Lembro que atirei longe o tênis, queria sentir a terra, queria os pés feridos de bater na bola de couro com todas as forças, queria correr à exaustão, exorcizar aquela tristeza, desabafo convertido em esforço; gastar-me até não ter forças para nada, nem para sentir; vencer a dor da alma pela exaustão.

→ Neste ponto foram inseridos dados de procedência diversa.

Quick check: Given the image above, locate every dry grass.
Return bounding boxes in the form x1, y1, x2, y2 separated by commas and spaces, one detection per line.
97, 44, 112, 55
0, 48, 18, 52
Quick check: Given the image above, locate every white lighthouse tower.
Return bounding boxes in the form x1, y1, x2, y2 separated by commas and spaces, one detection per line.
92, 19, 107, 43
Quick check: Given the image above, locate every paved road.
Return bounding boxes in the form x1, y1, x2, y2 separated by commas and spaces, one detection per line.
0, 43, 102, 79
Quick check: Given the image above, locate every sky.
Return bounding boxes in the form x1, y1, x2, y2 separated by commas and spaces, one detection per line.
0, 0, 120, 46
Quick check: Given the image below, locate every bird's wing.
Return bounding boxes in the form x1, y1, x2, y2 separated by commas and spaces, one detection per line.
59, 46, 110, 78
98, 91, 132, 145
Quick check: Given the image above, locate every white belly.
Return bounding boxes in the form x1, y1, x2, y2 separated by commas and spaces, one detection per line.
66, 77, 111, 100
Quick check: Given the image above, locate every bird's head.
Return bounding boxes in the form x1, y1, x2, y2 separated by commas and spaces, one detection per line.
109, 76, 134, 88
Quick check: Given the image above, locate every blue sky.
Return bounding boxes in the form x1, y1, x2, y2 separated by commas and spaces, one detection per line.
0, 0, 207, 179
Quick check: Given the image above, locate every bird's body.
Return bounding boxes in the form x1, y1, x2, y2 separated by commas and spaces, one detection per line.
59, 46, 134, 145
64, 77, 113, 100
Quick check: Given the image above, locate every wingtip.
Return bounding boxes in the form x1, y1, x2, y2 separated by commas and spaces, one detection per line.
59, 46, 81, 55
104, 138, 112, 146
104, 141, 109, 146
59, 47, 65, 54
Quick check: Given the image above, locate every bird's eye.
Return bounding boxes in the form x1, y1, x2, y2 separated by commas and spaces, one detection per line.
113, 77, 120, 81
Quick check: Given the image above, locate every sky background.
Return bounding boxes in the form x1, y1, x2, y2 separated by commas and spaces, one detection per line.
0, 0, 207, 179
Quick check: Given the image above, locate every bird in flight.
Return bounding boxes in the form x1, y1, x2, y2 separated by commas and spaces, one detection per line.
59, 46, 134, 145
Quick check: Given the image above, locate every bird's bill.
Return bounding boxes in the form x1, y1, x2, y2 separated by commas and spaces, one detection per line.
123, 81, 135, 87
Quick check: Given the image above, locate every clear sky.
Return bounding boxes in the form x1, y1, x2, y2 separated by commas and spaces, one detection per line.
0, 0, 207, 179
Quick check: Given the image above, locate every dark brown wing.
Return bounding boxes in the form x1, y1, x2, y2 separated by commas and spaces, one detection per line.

E me lembro de nunca jogar futebol tão bem na vida, tão bem que poderia ter estado perfeitamente no Sarriá; pegava a bola na defesa para dar início às jogadas, distribuía o jogo no meio de campo, lançava, surgia na área, fiz vários gols. Corria como um guerreiro etíope, flutuando sobre o chão, sem esforço, sem suor, sem cansaço; com cinco graus de miopia, e sem os óculos, via tudo, mesmo sem enxergar nada; despachava lançamentos de longa distância, fazia passes em profundidade, como se dotado de um radar de morcego; fomos assim sem ver o tempo, até que caiu a noite, até que, extenuados, olhamos uns para os outros, não totalmente vingados, não totalmente satisfeitos, não totalmente consolados, herdeiros daquela fúria que ainda posso sentir hoje, moídos, doídos como se tivéssemos também participado daquela batalha, dividindo aquele momentos irmanados.
Não, o Brasil tinha perdido um jogo, mas não saíra derrotado; a beleza daquele dia seria lembrada para sempre, a derrota só aumentava aquela chama, porque sabíamos que não podíamos jogar fora aquela força plena, ela ainda triunfaria, ainda nos levaria um dia à realização dos grandes sonhos, só não podíamos desistir, sim, só tínhamos de continuar.